Human and Machine in the Future of Spaceflight

Yet Apollo's human-machine history does speak to the lasting debate over whether humans or robots should be flying into space and exploring the solar system.26 Current polemics usually polarize around creative, flexible humans versus mindless automata, the former being capable of ''exploration'' and the latter collecting data for ''science.'' Such rhetoric has arguably produced more heat than light in recent decades, although the stakes are high as NASA determines new policy directions. Yet the advocates for either side usually neglect or misunderstand the mixings and combinations of manual and automated, especially experiences made possible by communications links and remote controls. The Mars rovers named Spirit and Opportunity that captured public imagination in recent years, for example, are less ''robots'' acting as autonomous agents than ''telerobots'' responding to commands from the earth and providing data for ground controllers, scientists, and the public to experience a foreign world from afar. Similarly, the Apollo spacecraft and astronauts had tight connections to the ground and transmitted images, words, data, and experience through remote channels. No computers made decisions on their own; all were programmed by people, distanced in space and time from the landings, who embedded their own ideas, models, and assumptions into the machines.

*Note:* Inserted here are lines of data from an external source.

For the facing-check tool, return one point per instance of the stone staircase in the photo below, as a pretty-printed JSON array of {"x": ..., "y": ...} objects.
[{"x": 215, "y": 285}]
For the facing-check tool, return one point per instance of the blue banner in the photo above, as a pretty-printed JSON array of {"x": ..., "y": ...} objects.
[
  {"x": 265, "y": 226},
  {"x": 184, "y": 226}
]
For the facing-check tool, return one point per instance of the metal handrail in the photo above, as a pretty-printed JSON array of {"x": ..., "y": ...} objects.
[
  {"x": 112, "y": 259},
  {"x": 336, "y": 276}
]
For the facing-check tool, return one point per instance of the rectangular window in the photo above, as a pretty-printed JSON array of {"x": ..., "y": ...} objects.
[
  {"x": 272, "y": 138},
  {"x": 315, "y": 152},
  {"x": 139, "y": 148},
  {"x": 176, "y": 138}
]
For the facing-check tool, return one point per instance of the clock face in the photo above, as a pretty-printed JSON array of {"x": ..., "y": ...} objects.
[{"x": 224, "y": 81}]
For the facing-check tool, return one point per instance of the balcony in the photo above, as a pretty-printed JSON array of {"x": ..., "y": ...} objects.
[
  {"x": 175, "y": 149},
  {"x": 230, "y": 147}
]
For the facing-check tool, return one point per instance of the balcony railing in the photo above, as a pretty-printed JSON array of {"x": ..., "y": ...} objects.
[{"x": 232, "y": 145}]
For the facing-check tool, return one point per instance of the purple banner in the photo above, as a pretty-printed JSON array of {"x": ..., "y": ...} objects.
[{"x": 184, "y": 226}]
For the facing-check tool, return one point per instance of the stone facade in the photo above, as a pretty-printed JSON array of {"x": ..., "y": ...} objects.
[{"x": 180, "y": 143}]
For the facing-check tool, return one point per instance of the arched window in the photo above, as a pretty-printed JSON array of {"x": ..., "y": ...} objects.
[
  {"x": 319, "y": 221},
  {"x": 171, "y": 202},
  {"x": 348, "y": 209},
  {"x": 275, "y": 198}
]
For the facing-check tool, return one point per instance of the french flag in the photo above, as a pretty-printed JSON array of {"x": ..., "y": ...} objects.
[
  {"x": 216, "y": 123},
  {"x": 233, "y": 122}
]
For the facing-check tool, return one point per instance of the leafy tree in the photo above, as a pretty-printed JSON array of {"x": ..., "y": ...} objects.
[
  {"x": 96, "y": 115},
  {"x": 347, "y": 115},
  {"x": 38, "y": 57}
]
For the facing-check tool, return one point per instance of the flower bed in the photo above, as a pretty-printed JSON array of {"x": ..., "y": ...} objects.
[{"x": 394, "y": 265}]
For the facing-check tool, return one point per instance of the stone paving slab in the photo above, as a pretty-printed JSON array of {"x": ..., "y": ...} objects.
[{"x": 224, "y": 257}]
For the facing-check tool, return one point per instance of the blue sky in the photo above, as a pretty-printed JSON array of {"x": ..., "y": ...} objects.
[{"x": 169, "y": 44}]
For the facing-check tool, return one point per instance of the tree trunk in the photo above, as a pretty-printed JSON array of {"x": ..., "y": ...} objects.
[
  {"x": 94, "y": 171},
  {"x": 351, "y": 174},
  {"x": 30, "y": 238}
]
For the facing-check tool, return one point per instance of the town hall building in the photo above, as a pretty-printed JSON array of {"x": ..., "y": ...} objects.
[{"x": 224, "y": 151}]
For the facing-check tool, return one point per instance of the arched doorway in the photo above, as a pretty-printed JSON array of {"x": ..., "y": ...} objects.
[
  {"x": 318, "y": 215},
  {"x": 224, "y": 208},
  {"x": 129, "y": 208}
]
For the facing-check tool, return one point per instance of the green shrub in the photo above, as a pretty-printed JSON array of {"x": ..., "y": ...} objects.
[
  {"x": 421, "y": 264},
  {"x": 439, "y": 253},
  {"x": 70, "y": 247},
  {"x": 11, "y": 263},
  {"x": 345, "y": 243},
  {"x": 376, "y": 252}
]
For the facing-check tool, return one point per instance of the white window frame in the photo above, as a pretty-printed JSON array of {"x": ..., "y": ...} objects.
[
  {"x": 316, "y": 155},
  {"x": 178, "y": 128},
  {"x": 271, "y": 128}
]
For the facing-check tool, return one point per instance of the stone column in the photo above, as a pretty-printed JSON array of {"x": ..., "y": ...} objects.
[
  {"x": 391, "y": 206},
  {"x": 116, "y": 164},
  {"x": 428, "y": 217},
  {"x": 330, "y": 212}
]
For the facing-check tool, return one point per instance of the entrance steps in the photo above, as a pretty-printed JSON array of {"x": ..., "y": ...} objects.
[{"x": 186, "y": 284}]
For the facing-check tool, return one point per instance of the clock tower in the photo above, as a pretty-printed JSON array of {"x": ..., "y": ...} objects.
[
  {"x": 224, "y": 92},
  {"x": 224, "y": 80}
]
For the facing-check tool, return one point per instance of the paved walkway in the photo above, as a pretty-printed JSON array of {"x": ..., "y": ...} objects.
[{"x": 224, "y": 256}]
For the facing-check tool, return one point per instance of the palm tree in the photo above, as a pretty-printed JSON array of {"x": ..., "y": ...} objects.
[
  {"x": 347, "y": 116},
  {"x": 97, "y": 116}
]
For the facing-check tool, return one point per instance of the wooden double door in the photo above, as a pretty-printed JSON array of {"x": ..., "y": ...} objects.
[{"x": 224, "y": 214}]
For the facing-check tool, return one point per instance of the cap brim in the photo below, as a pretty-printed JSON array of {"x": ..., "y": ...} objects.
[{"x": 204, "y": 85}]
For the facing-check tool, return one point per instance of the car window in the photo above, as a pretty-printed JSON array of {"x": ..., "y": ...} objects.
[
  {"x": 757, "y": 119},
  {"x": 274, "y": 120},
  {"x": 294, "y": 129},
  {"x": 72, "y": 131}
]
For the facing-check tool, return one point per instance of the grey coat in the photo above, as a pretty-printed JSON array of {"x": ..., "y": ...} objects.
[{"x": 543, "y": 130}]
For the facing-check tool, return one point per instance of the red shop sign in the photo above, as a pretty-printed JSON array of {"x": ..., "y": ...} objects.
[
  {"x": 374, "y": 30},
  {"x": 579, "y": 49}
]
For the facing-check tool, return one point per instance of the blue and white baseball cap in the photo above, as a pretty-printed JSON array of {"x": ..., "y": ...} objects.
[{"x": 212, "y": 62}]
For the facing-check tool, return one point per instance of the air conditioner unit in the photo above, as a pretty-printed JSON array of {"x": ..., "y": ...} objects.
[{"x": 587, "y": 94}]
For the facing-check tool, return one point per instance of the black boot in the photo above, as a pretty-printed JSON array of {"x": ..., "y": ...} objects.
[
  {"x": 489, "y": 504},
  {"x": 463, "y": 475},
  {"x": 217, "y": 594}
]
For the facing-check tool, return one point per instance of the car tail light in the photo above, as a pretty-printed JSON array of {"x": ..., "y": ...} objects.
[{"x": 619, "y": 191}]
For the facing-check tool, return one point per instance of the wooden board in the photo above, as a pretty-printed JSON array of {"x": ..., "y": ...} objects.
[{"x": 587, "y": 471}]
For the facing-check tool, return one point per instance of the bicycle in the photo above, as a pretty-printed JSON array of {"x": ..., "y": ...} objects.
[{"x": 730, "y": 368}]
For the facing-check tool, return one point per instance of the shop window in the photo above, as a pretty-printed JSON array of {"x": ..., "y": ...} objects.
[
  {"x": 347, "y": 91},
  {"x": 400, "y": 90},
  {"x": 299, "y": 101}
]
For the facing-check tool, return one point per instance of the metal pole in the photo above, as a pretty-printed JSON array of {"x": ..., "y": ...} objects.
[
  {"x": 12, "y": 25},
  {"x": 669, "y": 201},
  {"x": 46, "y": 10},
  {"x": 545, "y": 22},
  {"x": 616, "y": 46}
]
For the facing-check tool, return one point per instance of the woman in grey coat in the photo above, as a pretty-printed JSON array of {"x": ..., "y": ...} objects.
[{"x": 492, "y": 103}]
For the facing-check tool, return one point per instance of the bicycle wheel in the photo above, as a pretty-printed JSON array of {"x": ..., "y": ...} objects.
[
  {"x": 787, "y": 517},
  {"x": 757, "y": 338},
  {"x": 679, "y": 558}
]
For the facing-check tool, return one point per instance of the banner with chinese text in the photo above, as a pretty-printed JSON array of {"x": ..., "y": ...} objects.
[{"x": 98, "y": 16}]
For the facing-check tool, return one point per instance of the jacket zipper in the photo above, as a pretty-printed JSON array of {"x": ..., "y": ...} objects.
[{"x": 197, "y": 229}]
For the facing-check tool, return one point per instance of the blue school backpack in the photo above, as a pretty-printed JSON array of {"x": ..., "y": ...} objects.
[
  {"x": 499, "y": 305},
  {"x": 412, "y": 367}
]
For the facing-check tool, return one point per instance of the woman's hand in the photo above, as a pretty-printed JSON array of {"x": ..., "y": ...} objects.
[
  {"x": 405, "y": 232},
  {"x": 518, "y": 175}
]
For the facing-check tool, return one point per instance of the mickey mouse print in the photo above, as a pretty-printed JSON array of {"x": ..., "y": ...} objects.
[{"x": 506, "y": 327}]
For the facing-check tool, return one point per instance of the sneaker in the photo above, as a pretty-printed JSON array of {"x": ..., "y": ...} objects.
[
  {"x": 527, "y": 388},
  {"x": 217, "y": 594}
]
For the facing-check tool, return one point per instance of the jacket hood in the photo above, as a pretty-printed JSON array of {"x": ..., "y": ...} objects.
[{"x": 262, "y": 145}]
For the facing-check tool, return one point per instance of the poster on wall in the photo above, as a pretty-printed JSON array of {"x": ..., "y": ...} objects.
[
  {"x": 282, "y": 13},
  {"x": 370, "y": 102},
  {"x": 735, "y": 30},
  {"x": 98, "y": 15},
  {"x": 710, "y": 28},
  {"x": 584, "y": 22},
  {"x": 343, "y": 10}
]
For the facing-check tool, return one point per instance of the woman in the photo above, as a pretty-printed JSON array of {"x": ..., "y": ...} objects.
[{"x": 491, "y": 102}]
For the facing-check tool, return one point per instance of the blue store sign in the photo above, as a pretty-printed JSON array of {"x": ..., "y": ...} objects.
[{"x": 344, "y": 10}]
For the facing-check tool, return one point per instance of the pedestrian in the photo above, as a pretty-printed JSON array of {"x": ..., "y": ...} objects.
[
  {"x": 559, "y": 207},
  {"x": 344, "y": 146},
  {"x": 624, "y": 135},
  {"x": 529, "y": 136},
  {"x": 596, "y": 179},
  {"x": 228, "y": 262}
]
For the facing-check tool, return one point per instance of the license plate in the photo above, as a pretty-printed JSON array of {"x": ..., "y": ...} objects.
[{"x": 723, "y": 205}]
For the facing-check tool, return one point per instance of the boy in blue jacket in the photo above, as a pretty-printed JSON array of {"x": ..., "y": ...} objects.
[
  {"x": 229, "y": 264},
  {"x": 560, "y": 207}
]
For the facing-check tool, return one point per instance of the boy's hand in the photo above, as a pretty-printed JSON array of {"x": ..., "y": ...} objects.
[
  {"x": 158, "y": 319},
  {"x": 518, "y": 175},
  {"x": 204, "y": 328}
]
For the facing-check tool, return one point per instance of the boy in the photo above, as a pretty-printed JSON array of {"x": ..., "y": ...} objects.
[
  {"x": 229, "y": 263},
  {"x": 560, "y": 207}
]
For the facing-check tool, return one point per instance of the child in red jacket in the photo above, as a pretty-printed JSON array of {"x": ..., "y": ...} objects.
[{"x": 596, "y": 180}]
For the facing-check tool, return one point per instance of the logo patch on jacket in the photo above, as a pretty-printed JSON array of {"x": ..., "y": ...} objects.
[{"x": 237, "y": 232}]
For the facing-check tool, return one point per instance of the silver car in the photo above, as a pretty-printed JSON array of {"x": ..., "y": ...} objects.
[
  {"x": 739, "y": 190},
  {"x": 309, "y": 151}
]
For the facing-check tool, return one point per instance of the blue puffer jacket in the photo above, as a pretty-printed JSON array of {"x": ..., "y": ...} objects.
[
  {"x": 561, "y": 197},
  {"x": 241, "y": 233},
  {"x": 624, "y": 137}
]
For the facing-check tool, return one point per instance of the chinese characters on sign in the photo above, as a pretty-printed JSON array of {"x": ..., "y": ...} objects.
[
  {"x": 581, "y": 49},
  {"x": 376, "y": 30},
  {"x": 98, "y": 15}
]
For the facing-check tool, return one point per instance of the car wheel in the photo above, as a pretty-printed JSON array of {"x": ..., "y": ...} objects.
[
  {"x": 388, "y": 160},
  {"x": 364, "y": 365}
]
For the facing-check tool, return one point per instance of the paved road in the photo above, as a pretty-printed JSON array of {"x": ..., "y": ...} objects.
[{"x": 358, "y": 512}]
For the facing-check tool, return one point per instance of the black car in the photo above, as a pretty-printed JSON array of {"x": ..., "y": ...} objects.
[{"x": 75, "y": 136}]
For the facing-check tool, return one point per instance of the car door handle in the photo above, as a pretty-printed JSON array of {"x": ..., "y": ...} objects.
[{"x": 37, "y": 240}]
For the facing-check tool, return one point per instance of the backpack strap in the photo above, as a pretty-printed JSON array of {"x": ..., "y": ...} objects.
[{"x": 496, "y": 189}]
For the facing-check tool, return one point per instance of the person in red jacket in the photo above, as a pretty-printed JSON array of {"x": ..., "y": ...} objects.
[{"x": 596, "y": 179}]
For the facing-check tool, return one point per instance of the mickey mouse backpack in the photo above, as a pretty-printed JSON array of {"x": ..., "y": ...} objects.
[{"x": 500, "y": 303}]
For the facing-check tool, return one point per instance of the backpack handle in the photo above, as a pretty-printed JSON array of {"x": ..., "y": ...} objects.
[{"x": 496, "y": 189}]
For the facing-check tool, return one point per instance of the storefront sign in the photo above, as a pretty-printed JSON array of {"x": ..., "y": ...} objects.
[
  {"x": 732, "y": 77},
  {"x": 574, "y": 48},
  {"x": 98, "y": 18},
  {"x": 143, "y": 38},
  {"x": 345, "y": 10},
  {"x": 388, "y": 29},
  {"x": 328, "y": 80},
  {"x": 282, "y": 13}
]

In this vein, I do not take a position on the humans versus robots debate, but rather seek to clarify some of its terms. What, exactly, do people do in space? Which of their tasks require strict adherence to procedures? Which require subtle perceptions and skills? When do they use their judgment? When do they err? Less frequently debated than the humans versus robots question is the equally contentious: which people? What kinds of professionals? If a major goal of human spaceflight is inspiration, or expanding the realm of human experience, should we not consider selecting and training people to communicate those experiences? What follows comprises but a first look, and raises more questions than it answers. Still, the concluding chapter suggests that similar analyses applied to space shuttles, deep-space probes, or robotic missions could help redefine and advance a debate that has been stuck in circular argument for a generation. Informed public discourse on human spaceflight is essential for a successful, sustained human future in space, whether directly or remotely present.